Note that we left out some details about some nested loops that check the existence of nonzero elements below and perform row operations (scaling, swapping, subtracting, etc.) as some logic there can be confusing if you are not yet familiar with programming. If you are interested in the full details and are fairly familiar with programming, I would invite you to write it out in any programming language you are comfortable with, which could be a great exercise for both your linear algebra and programming skills!
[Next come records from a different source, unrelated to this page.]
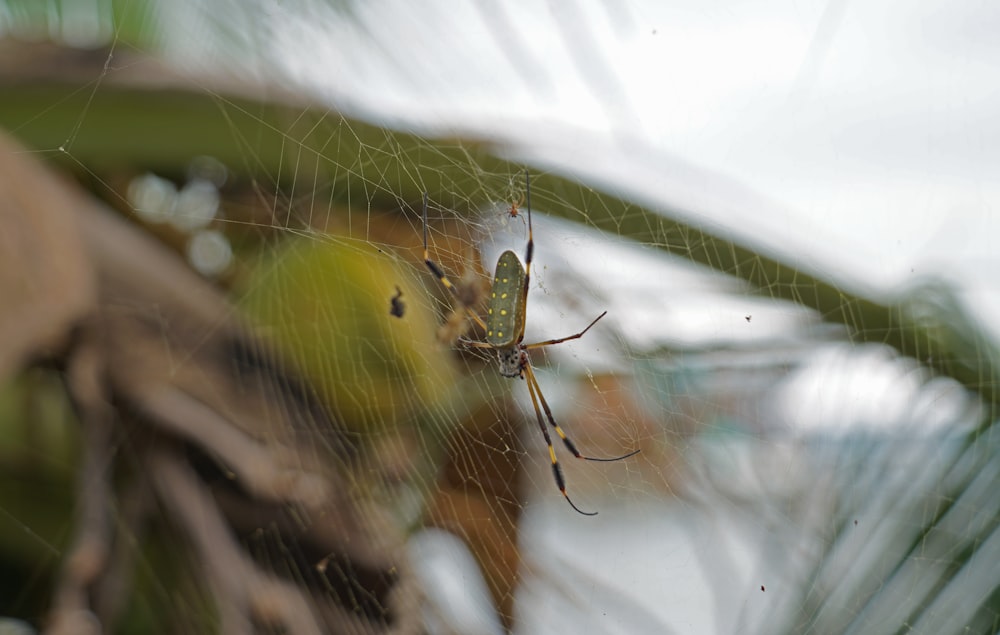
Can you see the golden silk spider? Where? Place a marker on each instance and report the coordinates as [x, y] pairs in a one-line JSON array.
[[504, 328]]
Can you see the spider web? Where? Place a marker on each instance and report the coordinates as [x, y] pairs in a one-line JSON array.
[[816, 444]]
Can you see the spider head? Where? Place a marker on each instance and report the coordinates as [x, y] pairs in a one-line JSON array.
[[510, 361]]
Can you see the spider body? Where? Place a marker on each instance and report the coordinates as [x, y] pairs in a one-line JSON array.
[[508, 302], [504, 327]]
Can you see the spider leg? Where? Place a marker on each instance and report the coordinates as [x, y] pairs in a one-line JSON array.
[[556, 468], [530, 250], [439, 274], [565, 339], [530, 373]]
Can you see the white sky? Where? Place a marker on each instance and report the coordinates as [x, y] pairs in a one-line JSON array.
[[856, 140]]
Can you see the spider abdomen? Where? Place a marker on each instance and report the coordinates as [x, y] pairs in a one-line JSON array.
[[505, 313]]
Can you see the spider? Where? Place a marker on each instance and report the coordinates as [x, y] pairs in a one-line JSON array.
[[504, 327], [515, 210]]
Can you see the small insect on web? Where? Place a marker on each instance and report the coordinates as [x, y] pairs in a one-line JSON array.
[[504, 327], [396, 305]]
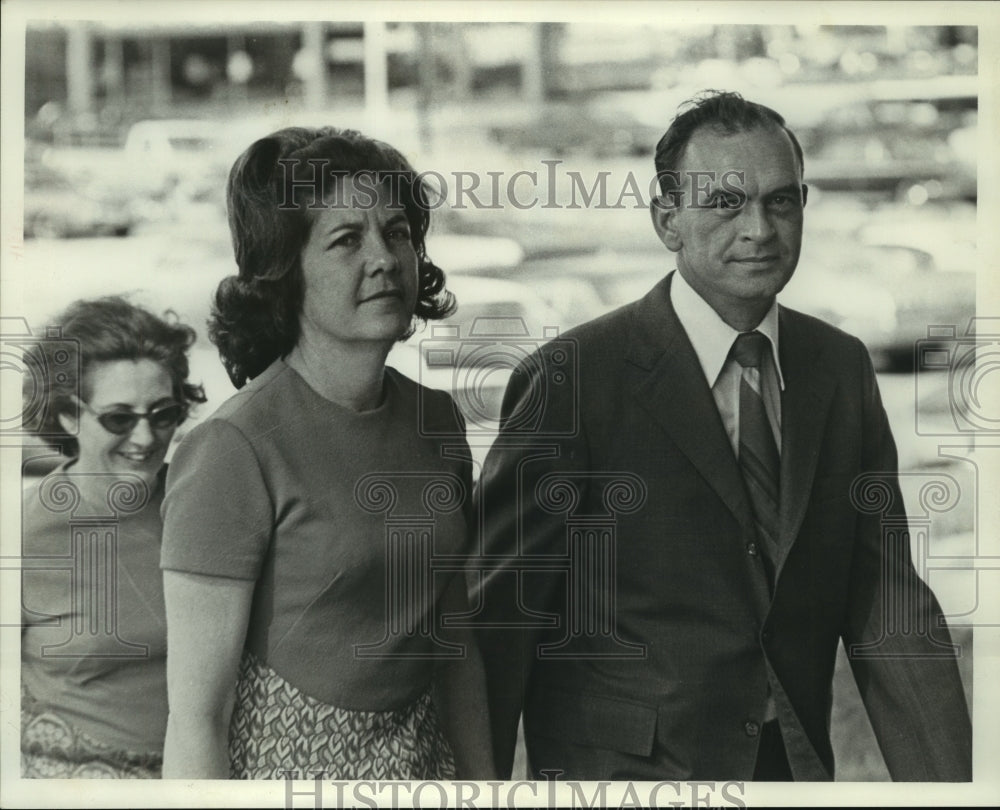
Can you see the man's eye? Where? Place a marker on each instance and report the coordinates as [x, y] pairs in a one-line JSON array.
[[783, 201], [727, 202]]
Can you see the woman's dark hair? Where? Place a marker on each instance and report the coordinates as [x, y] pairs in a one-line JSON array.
[[93, 331], [274, 189], [725, 112]]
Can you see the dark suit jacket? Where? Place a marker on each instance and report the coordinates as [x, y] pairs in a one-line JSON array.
[[651, 658]]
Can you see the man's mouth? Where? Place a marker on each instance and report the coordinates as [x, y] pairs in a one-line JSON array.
[[137, 457], [756, 259], [395, 292]]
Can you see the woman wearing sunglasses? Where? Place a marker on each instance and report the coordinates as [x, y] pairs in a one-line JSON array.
[[300, 519], [93, 640]]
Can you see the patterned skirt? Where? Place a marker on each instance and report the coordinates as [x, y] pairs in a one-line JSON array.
[[52, 748], [278, 732]]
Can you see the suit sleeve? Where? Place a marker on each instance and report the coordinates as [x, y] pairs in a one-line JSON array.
[[539, 435], [907, 674]]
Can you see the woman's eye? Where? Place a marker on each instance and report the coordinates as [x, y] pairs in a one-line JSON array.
[[347, 240]]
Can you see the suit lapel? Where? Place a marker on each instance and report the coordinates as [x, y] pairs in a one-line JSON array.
[[805, 405], [675, 393]]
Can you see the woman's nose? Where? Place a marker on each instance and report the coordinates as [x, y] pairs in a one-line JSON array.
[[380, 257], [142, 434]]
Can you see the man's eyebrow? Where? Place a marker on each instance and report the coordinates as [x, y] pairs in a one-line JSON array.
[[790, 188]]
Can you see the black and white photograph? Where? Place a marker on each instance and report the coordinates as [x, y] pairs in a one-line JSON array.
[[505, 404]]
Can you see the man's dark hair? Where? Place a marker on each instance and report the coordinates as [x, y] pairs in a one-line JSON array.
[[722, 112]]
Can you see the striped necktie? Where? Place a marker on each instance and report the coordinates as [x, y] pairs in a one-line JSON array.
[[758, 453]]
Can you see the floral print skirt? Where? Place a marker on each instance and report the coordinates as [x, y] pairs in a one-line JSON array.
[[279, 732], [52, 748]]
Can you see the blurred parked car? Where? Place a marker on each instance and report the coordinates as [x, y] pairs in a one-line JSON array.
[[55, 207], [885, 294], [597, 128], [472, 353], [903, 140]]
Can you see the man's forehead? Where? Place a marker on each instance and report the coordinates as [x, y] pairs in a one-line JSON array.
[[713, 149]]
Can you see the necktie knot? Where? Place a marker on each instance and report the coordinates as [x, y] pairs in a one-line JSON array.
[[748, 349]]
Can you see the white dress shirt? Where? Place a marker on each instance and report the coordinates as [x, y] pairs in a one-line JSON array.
[[712, 338]]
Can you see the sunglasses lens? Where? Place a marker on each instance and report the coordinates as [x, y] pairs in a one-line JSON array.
[[119, 422], [167, 416]]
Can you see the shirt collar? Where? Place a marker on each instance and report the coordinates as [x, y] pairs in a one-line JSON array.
[[712, 337]]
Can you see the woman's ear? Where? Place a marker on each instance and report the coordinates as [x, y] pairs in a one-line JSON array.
[[69, 423], [68, 419], [663, 211]]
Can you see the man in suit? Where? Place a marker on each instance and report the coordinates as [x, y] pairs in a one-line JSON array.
[[706, 460]]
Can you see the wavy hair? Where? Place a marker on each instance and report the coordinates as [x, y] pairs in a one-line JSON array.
[[94, 331], [273, 190], [724, 112]]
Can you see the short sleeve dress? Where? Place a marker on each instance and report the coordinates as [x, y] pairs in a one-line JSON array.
[[350, 525], [94, 635]]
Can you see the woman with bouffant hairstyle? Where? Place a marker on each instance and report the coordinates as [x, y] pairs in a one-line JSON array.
[[285, 581], [274, 189]]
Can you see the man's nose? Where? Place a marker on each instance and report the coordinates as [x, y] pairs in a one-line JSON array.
[[755, 222]]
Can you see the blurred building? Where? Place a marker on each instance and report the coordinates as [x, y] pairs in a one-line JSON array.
[[93, 78]]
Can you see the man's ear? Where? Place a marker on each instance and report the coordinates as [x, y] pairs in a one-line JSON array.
[[663, 212]]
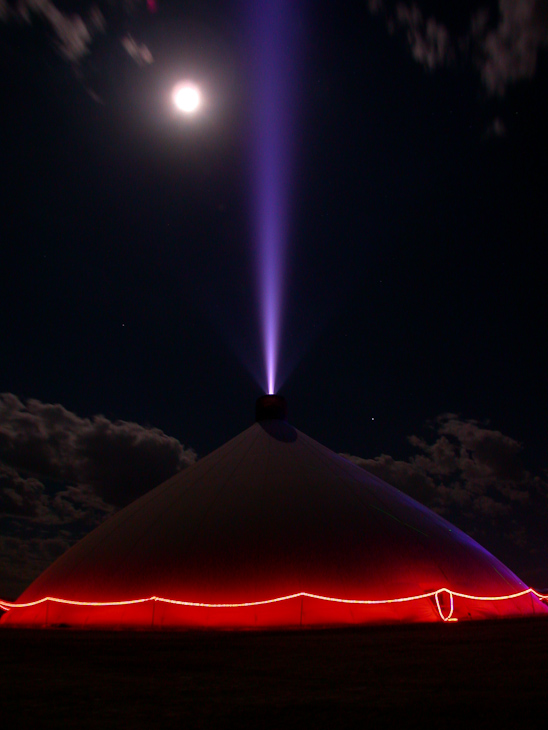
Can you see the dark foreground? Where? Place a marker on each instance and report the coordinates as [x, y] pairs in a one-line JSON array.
[[455, 675]]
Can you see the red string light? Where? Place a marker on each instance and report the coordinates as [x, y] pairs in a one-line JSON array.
[[8, 606]]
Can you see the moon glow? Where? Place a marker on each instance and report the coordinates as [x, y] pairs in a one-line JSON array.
[[187, 97]]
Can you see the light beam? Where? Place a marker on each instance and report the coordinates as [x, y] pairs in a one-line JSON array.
[[274, 54]]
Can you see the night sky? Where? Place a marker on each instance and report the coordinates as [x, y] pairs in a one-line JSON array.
[[417, 300]]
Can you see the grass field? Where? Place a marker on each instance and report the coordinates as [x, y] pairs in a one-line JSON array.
[[484, 674]]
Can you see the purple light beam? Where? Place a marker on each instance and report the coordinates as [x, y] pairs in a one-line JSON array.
[[274, 54]]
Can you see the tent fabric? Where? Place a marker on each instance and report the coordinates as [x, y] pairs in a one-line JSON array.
[[272, 514]]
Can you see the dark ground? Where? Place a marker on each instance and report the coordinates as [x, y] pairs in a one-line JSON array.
[[483, 674]]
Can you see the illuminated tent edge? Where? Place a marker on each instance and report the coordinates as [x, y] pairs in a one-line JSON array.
[[272, 530]]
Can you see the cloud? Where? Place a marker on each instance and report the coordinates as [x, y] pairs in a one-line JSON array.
[[429, 41], [116, 460], [74, 33], [509, 52], [504, 49], [62, 475], [138, 51], [474, 476]]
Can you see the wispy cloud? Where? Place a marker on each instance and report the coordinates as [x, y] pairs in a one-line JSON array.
[[504, 48], [474, 476], [73, 34]]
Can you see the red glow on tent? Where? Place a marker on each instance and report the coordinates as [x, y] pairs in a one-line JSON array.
[[235, 615]]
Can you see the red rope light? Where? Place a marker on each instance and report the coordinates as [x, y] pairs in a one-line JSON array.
[[8, 606]]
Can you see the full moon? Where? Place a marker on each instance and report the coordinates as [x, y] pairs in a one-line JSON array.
[[187, 97]]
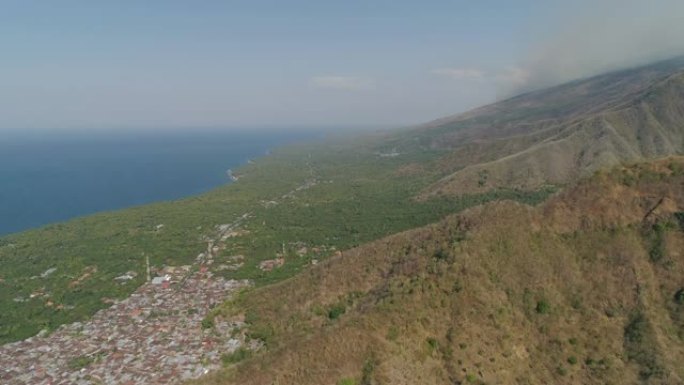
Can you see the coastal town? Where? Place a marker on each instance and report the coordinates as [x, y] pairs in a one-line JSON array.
[[155, 336]]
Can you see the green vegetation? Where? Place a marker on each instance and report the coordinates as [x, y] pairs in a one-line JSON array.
[[238, 355], [347, 381], [325, 197], [543, 307]]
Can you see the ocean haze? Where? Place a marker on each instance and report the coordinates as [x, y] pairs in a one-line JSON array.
[[50, 179]]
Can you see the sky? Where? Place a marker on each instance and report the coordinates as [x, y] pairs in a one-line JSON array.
[[130, 64]]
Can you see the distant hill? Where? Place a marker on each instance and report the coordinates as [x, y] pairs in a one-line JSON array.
[[586, 288], [557, 135]]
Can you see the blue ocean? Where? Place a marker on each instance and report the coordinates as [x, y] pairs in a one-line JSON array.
[[50, 179]]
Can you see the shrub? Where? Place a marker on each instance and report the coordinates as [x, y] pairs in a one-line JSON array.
[[347, 381], [207, 323], [336, 311], [679, 296], [543, 307], [80, 362], [432, 343], [236, 356]]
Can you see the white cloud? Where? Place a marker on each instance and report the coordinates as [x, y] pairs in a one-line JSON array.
[[342, 82], [512, 77], [460, 73]]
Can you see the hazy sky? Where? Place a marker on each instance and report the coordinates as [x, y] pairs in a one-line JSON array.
[[255, 63]]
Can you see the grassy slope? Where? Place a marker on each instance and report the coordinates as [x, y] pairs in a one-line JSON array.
[[585, 288], [563, 133], [359, 197]]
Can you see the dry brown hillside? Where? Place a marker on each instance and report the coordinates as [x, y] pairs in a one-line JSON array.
[[558, 135], [586, 289]]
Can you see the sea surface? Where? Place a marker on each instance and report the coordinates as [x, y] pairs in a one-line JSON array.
[[50, 179]]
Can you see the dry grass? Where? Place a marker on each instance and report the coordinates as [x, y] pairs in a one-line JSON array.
[[503, 293]]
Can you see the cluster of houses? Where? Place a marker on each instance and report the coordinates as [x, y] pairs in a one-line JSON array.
[[153, 337]]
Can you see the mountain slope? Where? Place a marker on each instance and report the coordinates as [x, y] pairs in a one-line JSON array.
[[585, 288], [557, 135]]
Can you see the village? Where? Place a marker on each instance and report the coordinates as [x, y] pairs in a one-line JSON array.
[[156, 335], [153, 337]]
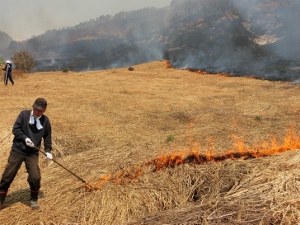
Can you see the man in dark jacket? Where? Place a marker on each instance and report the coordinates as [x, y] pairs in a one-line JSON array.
[[8, 73], [30, 127]]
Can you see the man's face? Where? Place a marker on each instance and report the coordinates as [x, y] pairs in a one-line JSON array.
[[37, 113]]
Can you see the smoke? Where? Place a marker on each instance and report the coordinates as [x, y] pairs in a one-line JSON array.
[[248, 38]]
Below is a piece of code I wrote in Java as practice when taking MATH 133 (while at the same time learning Java at ECSE 202 Introduction to Software Development) back in Fall 2019. Note that some variable names and notations are different from what we did in the pseudo code, and in computer programs, indices usually start with 0.

public static void eliminate(int m, int n, double matrix[][]) {
		
	for(int i = 0, j = 0; i < m && j < n - 1; ++i, ++j) {
			
		while(j < n - 1) {
			boolean leadingVar = true; // a flag that tells whether it is possible to have a leading variable on column j
			if (Math.abs(matrix[i][j]) <= 1e-5) { // Floating point numbers can be a bit off in computers, so a 0 is not necessarily exactly 0 internally. This is a common trick: checking whether its absolute value is below 10^-5 instead of whether it is not strictly equal to 0
				leadingVar = false;
				for (int k = i + 1; k < m; ++k) {
					if (Math.abs(matrix[k][j]) >= 1e-5) { // found a good row to swap
						leadingVar = true;
						for (int l = 0; l < n; ++l) { // swap rows i and k, one elemnet at a time
							double tmp = matrix[i][l];
							matrix[i][l] = matrix[k][l];
							matrix[k][l] = tmp;
						}
						break; // no need to see other rows below
					}
				}
			}
			if (leadingVar) { // Done with finding the leading variable for row i
				break;
			} else { // Free variable on column j, skip and continue trying
				++j;
			}
		}
		if(j == n - 1) break; // Reached the rightmost, we are done with the matrix
			
		// Divide the whole row to get leading 1
		double div = matrix[i][j];
		for(int k = 0; k < n; ++k) matrix[i][k] /= div;
			
		// Get rid of other non-zero elements on the same column
		for(int k = 0; k < m; ++k) {
			if(k == i) continue;
			double mult = matrix[k][j];
			for(int l = 0; l < n; ++l)
				matrix[k][l] -= matrix[i][l] * mult;
		}
			
    }
}